Let w_ij ∈ [−1, 1] be the degree of influence from the ith concept, C_i, to the jth concept, C_j, where the sign indicates the positive or negative influence and −1 denotes a full negative impact and 1 expresses a full positive impact. Then, the influence of concept, x, can be calculated by the following equation:

x_{i} (t + 1) = f (\sum_{j = 1, j \neq i}^{n} x_{j} (t) w_{j, i})

(16)

where n is the number of concepts and f(·) denotes the transfer function to squeeze the result of the multiplication into a specific range, e.g., [0, 1] or [−1, 1]. Usually, bivalent, trivalent, and sigmoid functions are used in the FCM.

A modified Kosko’s version of the FCM was proposed by Stylios and Groumpos [29] to consider the previous value of each concept, i.e., observing the self-loop effect. Hence, Equation (16) can be modified and extended as follows:

x_{i} (t + 1) = f (\sum_{j = 1, j \neq i}^{n} x_{j} (t) w_{j, i} + x_{i} (t))

(17)

Another variant of the FCM is that which is used for rescale inference and is presented as follows:

x_{i} (t + 1) = f (\sum_{j = 1, j \neq i}^{n} (2 x_{j} (t) - 1) w_{j, i} + (2 x_{i} (t) - 1))

(18)

The positive and negative influences in the FCM indicate that the centrality of a vertex within a graph should consider two opposite forces to aggregate the final centrality.

Let us consider an example to illustrate the above concept. Assume a graph is given as shown in Figure 1.

The influences between the concepts are quantified by an expert and are shown in Table 1.
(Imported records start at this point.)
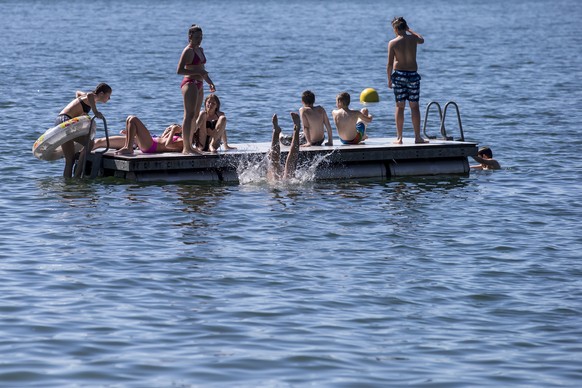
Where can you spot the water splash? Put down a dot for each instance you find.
(253, 170)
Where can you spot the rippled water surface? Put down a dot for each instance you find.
(437, 281)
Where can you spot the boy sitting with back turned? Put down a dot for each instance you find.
(350, 124)
(485, 159)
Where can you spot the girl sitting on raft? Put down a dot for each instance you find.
(136, 131)
(81, 105)
(211, 126)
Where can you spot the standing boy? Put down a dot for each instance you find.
(350, 124)
(403, 77)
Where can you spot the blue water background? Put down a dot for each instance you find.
(440, 282)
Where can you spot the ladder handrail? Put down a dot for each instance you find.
(443, 130)
(90, 143)
(426, 117)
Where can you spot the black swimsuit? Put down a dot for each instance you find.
(86, 108)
In order to show the different centralities of positive and negative influences, we consider all positive and negative influences, respectively, in the influence matrix. Then, we use the modified Kosko’s inference rule and logistic function to derive the influences and ranks of the concepts, as shown in Table 2.

Table 2 shows that the positive and negative influences from concept to concept exert two opposite forces on the synthesized centrality of a concept in the FCM. In addition, the transform functions squash the influence of vertices into a specific range with the nonlinear function. However, the FCM is not adequate in handing the problem directly here because the influence matrix in a social network is usually unavailable. The only information we can get is the graph of a social network, i.e., the adjacency matrix. In addition, negative influences between vertices are not considered due to the lack of the information. However, the concept of transform functions could be incorporated into the proposed algorithm.

8. Bi-Directional Influence Maps (BIM)

After viewing the previous research, we can conclude that two types of importance of a node should be identified, namely, the authority and hub [16]. An authority can be defined by other vertices inflow to an ego and a hub can be measured by the total outflow points to others. However, previous models only focus on the one side and we can incorporate both forms of information to form the centrality of a vertex here as follows:

M (v_{i} (t + 1)) = α \sum_{j = 1}^{n} (γ \cdot {\hat{A}}_{j, i}^{i n} M (v_{j} (t)) + (1 - γ) \cdot {\hat{A}}_{j, i}^{o u t} M (v_{j} (t))) + \frac{1 - α}{n}

(19)

where

{\hat{A}}_{j, i}^{i n}

and

{\hat{A}}_{j, i}^{o u t}

denote the inflow and outflow influence matrices which have been normalized to stochastic matrices and γ and (1 − γ) denote the weights of the authority and hub. Note that we use the influence matrix above rather than the adjacency matrix because we will consider another method to modify the conventional adjacency matrix for more rational results. This is described in detail below.

Assume that a network structure is depicted as shown in Figure 2, where the circles denote different vertices, and values q_ri denote the flows from vertex r to vertex i. We consider the centrality of a vertex in terms of two factors, namely, the amounts of inflow and outflow. In addition, we also define the reference of vertex i, R, as the vertex which link to vertex i (e.g., vertices r and s). For example, in the path from r to i, denoted by r → i, vertex r is the reference of vertex i.

The inflow from vertex r to vertex i at time t in this paper can be defined by the following equation:

{\hat{A}}_{r, i}^{i n} = \frac{I_{i}}{\sum_{r \to p} I_{p}}, \forall r \neq i, r \neq p, r \to i

(20)

where

{\hat{A}}_{j, i}^{i n} \in (0, 1]

and I_i indicates the input degree (number of inflows) of vertex i. Then, the outflow vertex from vertex i to vertex j at time t can be calculated as follows here:

{\hat{A}}_{i, j}^{o u t} = \frac{O_{j}}{\sum_{p \to i} O_{p}}, \forall i \neq j, p \to i

(21)

where

{\hat{A}}_{j, i}^{o u t} \in (0, 1]

and O_i indicates the output degree (number of outflows) of vertex i.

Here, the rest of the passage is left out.